“I presume we have a plan to handle them.”
“You should know. You studied it at the Academy. Our anonymity is our only salvation. So long as they are ignorant of our existence, we are safe. Unfortunately, anonymity is a passive defense and one that can be swept away by a single mistake. If we are going to end the Broan threat, we are going to have to confront them someday. Before we do, however, we need to do what we can to weaken them.”
Seeing an opening, she decided that there was no time like the present to broach the subject that had been bothering her since receiving her travel orders. “Speaking of mistakes, Lee, I believe someone made one when they sent me here.”
He leaned back and grinned lopsidedly as he gestured at her open resume folder. “Not according to this, Susan. You’re an artist… holosculptor, I see. I have been looking at your work. Very impressive. That is our particular CSS — Critical Skill Shortage. We need artists. In fact, we can’t get enough of them. There are 162 artists currently on staff and they never seem to be enough.”
“Why do you need artists, Lee?” she asked, “What are you doing, painting a mural that girdles the globe?”
He laughed. “Nothing so mundane. We have a strategy… a trick; as it were… that we hope will sow confusion among our adversaries. It isn’t even a new trick. In fact, it was first used more than three thousand years ago.”
“A trick?” she asked, her brow furrowing in a combination of frustration and curiosity. She wished he would just get on with it!
“Can’t you guess? You saw the statue in the courtyard.”
She shrugged. “Some sort of a horse.”
“A Trojan horse.”
That was, she realized, where she had seen the statue before.
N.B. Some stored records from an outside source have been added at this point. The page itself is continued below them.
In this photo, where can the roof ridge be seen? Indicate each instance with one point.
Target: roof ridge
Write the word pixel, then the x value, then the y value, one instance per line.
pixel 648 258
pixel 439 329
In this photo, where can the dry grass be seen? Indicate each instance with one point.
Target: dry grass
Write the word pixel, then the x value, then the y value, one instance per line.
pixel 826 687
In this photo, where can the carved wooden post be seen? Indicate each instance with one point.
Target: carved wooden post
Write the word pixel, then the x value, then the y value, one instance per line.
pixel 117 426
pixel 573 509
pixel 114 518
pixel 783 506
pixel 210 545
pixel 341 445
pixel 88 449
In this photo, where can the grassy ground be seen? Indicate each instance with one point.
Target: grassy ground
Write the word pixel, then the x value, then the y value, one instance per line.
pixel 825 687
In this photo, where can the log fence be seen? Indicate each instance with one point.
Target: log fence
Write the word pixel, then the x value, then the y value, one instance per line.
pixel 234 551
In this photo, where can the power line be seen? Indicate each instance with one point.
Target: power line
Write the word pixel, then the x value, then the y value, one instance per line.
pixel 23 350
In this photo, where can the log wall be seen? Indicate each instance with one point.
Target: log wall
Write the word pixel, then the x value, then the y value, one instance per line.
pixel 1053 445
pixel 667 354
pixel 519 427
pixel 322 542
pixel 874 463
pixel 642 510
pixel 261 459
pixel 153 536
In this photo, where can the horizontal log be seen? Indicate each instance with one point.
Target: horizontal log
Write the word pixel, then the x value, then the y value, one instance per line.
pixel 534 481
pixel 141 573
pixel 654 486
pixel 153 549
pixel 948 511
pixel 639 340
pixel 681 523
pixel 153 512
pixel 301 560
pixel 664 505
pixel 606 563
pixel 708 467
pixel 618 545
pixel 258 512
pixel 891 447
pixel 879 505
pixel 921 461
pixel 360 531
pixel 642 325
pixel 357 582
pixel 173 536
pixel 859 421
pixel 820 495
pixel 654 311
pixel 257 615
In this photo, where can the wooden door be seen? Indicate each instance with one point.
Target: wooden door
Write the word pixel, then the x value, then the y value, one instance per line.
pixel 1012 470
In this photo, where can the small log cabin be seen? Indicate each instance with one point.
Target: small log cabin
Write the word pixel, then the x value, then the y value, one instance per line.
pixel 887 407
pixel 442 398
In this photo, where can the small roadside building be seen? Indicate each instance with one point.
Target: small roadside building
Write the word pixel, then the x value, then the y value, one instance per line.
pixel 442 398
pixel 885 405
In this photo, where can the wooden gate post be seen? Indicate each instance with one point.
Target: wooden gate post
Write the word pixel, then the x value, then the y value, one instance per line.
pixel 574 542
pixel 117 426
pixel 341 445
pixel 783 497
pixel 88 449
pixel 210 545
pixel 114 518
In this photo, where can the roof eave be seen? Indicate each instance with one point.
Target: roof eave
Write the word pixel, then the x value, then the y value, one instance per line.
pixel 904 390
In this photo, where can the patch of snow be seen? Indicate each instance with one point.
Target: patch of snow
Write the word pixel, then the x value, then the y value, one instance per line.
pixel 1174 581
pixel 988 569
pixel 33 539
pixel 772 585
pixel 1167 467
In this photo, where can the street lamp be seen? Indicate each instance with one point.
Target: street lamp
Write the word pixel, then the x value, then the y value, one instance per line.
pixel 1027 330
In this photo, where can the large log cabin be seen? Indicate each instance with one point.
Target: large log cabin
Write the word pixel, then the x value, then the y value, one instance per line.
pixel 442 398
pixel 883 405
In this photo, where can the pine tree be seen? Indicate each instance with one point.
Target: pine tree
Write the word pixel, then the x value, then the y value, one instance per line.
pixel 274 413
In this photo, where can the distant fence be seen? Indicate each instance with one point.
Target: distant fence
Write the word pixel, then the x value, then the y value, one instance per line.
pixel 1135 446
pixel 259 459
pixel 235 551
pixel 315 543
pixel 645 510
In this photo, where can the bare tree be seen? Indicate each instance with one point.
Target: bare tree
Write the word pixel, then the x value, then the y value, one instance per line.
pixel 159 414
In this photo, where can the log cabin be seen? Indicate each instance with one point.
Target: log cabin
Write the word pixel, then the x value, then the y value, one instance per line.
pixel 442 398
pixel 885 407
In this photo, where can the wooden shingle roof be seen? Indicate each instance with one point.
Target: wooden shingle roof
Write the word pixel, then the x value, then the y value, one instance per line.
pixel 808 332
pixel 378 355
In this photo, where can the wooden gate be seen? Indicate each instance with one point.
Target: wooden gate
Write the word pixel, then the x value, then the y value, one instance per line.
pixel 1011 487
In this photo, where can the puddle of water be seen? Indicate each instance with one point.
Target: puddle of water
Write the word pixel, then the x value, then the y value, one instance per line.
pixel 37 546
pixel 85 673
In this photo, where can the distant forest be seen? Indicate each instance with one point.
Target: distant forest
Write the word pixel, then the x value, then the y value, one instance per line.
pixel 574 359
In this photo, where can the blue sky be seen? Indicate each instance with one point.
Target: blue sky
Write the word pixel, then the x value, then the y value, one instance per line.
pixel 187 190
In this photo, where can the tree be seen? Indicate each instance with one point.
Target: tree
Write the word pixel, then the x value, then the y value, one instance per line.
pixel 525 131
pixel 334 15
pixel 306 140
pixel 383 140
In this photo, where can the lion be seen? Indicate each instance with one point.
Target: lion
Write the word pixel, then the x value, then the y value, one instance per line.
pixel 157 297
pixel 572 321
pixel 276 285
It was the horse from the last holo remake of
Troy
some thirty years previous.
“I’m sorry, but now I am really confused.”
“No problem. A few more preliminaries and it will all become clear. Have I piqued your curiosity?”
She nodded. In truth, he had
The work screen on Pembroke’s desk lit as he pivoted the display so that she could see it. On the screen was a scroll-list of text. It floated above the stylized horse figure in the background, with glowing crimson TOP SECRET banners emblazoned top and bottom.
“Please read the statement and then acknowledge your agreement with your thumb print.”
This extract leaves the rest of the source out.